J’opte pour rangement.Le plus simple dans l'immédiat, le bureau. Le premier classeur . Quasiment tout est à jeter. Des factures d’un autre temps, des modes d’ emplois d’objets qui n’ existent probablement plus… je pousse la table jusqu’à la cheminée… mince plus de bois…j’ ai oublié… aller à la chaufferie… certes la table est moche mais bien utile pour mes aller retour.
Je regarde des tranches de vie disparaître dans les flammes. J’imagine le coût en temps, en travail, en énergie , les espérances qu’il a fallu déployer, factures du salon, acheté en en 1970, d’un fer à repasser, de la machine à coudre….
Tout au fond du classeur, je découvre deux dossiers. Deux noms : Aloïs Fèvre , Anna Fèvre. calligraphié d’une écriture soigneuse, à l’ encre.
Le premier contient un carnet de santé. Un bébé bien portant. Un maigre dossier médical tapé à la machine Je ne comprends pas le jargon médical. Un certificat de décès. Un avis de décès.
Des cartes de condoléances, une mèche de cheveux clair… Il avait six mois.
L’ autre dossier plus étoffé avec des examens cardiaques. Un suivi plus régulier.
Puis l’inévitable avis de décès, quelques photos, on prenait les défunts en photo? les mêmes mots sur des cartons blancs cernés de noir*. Une autre mèche dans un papier blanc. Elle avait 15 mois.
Cela se résume à cela ? La courte vie de deux enfants ? L'immense chagrin de Lucie et d’ Alfred ?
Quelques papiers jaunies oubliés au fond d’un meuble branlant ?Je ne sais trop que faire, je ne me vois pas les livrer aux flammes.
Il est tard, Nathan ne passera pas,ni Lola. Le mercredi, il entraîne les enfants au stade.
Grignoter des nouilles, me coucher. Je n’ ai pas la force de faire plus. Mon pied me lance, dormir.Je déteste lorsqu’on me crie dessus.
– Putain … tu ne pouvais pas demander de l’ aide ?
Mick, Philippe et Barberousse sont arrivés il y a quelques minutes. Pour conduire la remorque à la déchetterie.
Je poussais péniblement ma table dans le corridor avec de quoi soigner mon pied. Une cuvette découverte dans la chaufferie, le pot boueux de ma sœur et les médicaments resté dans la salon.
Ce matin , sous la douche, j’ ai retiré le cataplasme. Depuis, la douleur, violente, malgré les antalgiques, me fait grincer des dents.Le soldat frappe du poing sur la table.
– Tu es seul depuis quand– Mardi après-midi.
– Et nous sommes jeudi !
Je me racornis, la marée commence à refluer. Vite trouver une grotte silencieuse au fond de mon océan.

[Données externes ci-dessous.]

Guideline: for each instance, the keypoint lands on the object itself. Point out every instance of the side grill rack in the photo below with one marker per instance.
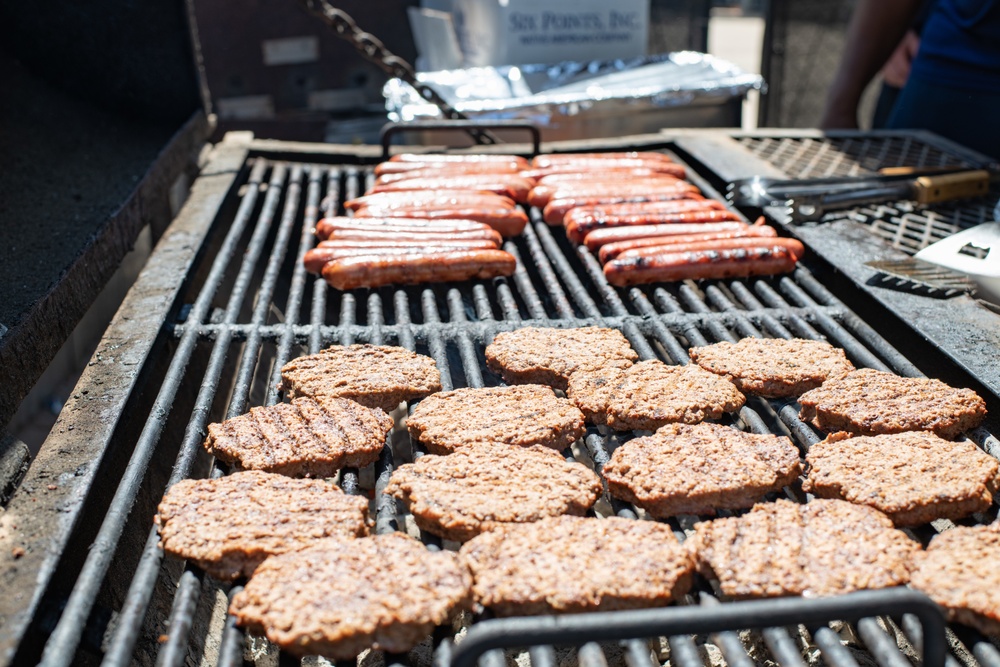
(251, 307)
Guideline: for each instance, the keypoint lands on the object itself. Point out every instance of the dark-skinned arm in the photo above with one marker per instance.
(876, 28)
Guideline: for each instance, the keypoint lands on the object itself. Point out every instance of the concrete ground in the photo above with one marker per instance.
(739, 39)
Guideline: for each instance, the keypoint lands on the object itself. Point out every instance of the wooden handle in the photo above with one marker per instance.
(931, 189)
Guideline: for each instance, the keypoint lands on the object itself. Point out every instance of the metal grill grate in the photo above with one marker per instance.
(905, 225)
(251, 307)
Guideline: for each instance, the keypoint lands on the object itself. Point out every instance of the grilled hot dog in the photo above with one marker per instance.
(576, 231)
(557, 208)
(376, 271)
(712, 260)
(506, 221)
(613, 250)
(316, 258)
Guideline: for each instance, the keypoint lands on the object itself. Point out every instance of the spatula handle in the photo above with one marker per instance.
(931, 189)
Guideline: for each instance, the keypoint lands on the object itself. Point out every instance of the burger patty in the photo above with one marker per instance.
(485, 485)
(228, 526)
(340, 597)
(376, 376)
(651, 394)
(572, 564)
(522, 415)
(871, 402)
(700, 468)
(774, 367)
(959, 572)
(913, 477)
(825, 547)
(302, 438)
(549, 356)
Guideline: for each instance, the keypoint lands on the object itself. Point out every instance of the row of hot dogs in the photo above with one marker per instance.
(433, 218)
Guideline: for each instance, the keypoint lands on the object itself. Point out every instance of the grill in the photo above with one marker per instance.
(89, 584)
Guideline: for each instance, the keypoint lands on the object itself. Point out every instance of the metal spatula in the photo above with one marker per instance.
(958, 264)
(974, 252)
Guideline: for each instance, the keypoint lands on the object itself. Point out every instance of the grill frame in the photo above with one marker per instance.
(220, 188)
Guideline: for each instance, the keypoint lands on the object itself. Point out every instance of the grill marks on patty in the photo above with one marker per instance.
(535, 355)
(651, 394)
(573, 564)
(774, 367)
(522, 415)
(701, 468)
(825, 547)
(871, 402)
(228, 526)
(913, 477)
(959, 572)
(302, 438)
(377, 376)
(484, 485)
(340, 597)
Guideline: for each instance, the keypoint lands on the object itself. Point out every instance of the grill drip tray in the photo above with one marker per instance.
(247, 307)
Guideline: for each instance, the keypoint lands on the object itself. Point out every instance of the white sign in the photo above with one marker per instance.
(291, 50)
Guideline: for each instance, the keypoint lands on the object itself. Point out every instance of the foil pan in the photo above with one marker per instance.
(575, 96)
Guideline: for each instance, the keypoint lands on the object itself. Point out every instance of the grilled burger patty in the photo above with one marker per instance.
(774, 367)
(573, 564)
(377, 376)
(825, 547)
(534, 355)
(700, 468)
(484, 485)
(302, 438)
(959, 572)
(651, 394)
(522, 415)
(228, 526)
(340, 597)
(913, 477)
(871, 402)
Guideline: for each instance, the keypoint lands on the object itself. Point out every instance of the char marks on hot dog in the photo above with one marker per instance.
(577, 231)
(376, 271)
(760, 256)
(613, 250)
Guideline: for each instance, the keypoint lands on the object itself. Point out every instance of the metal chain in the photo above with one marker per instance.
(374, 50)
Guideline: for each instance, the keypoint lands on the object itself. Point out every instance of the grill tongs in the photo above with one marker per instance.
(808, 199)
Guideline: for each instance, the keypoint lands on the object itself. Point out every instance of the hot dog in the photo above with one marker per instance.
(557, 208)
(396, 221)
(509, 165)
(553, 159)
(601, 237)
(417, 237)
(435, 199)
(576, 231)
(434, 170)
(613, 250)
(509, 185)
(573, 172)
(507, 221)
(376, 271)
(316, 258)
(542, 194)
(458, 157)
(755, 258)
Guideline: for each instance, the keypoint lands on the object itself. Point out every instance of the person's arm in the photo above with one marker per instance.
(876, 28)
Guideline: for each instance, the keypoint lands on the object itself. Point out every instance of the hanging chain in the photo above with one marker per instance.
(374, 50)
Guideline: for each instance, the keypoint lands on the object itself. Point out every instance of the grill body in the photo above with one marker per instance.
(225, 302)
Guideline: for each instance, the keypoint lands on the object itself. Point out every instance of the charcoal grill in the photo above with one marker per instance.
(225, 301)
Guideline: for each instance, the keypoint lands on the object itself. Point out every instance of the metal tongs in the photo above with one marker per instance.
(809, 199)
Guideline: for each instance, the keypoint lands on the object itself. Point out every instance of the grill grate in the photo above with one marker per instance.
(252, 307)
(906, 225)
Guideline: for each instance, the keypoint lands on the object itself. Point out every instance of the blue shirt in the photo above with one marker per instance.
(960, 45)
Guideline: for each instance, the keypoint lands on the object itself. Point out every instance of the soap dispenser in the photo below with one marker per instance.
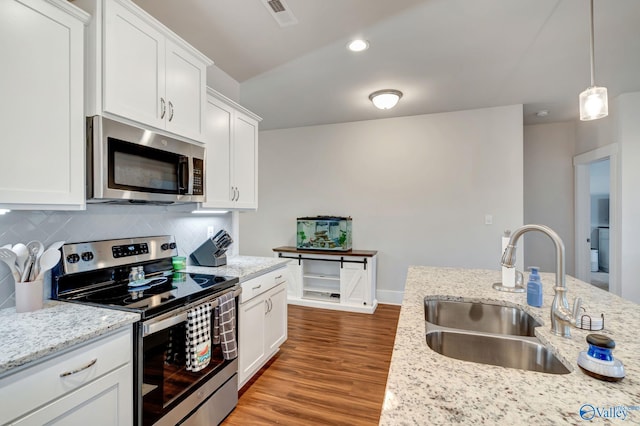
(534, 288)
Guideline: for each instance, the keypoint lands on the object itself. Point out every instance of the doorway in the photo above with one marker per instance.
(596, 189)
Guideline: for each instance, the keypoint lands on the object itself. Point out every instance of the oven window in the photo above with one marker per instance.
(141, 168)
(166, 380)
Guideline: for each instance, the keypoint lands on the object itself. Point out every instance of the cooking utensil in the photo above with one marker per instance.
(35, 248)
(22, 253)
(48, 260)
(9, 257)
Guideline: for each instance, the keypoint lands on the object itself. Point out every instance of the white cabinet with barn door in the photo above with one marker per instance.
(338, 280)
(91, 384)
(42, 108)
(146, 73)
(262, 322)
(232, 154)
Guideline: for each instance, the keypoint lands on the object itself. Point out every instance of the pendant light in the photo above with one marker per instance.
(593, 101)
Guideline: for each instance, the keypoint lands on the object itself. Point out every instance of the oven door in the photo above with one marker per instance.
(167, 391)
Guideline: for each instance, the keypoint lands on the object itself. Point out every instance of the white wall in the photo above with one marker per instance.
(548, 191)
(223, 83)
(628, 136)
(418, 188)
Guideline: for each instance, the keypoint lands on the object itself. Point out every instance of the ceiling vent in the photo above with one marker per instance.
(280, 11)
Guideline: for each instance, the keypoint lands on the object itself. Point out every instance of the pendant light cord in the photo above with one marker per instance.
(593, 67)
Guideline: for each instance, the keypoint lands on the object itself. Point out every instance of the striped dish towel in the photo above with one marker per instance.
(225, 325)
(198, 337)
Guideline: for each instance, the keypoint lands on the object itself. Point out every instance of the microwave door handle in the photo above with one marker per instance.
(183, 175)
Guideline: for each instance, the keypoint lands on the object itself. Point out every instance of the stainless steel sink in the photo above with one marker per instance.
(510, 352)
(488, 334)
(482, 317)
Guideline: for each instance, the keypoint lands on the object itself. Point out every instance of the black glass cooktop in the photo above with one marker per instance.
(154, 295)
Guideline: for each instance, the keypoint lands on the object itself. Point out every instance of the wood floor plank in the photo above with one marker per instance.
(332, 370)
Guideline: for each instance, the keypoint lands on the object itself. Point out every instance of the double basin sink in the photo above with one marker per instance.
(488, 334)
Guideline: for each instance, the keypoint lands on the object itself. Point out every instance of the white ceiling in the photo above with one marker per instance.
(444, 55)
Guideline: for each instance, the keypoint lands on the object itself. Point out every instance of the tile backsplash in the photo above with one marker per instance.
(101, 222)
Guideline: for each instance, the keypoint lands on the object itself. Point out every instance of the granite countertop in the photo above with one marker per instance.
(31, 336)
(243, 267)
(425, 387)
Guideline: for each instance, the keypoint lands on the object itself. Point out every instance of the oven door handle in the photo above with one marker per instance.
(154, 327)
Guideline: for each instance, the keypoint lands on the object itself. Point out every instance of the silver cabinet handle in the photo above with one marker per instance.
(79, 369)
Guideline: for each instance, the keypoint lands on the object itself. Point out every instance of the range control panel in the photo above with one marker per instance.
(88, 256)
(130, 250)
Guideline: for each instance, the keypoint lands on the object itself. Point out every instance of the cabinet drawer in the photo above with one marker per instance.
(51, 379)
(259, 285)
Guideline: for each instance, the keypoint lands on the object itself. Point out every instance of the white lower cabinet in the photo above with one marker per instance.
(90, 385)
(262, 322)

– Mick, s’il te plait, calme toi. Il ne va pas gérer.
– Je sors.
– Dis moi, ta sœur ne devait pas rester avec toi ?
– Non. Elle a repris ses cours. Et Nathan a son travail et l’ entrainement des petits.
– On a mal jugé la situation. Je peux regarder ton pied ?
Il saisit ma cheville violette foncé veinée de vilaines stries pourpres.
– Tu as fabriqué cette table toi - même ? Quand ?
Mick. Le retour.
La voix froide, posée, m'effraie encore plus que le ton coléreux.
– Mardi.– Mais debleu, pourquoi tu n’ as pas demander d’ aide ?
Je me sens tout petit, minuscule face au grand homme sombre. Un filet de voix sort de ma gorge.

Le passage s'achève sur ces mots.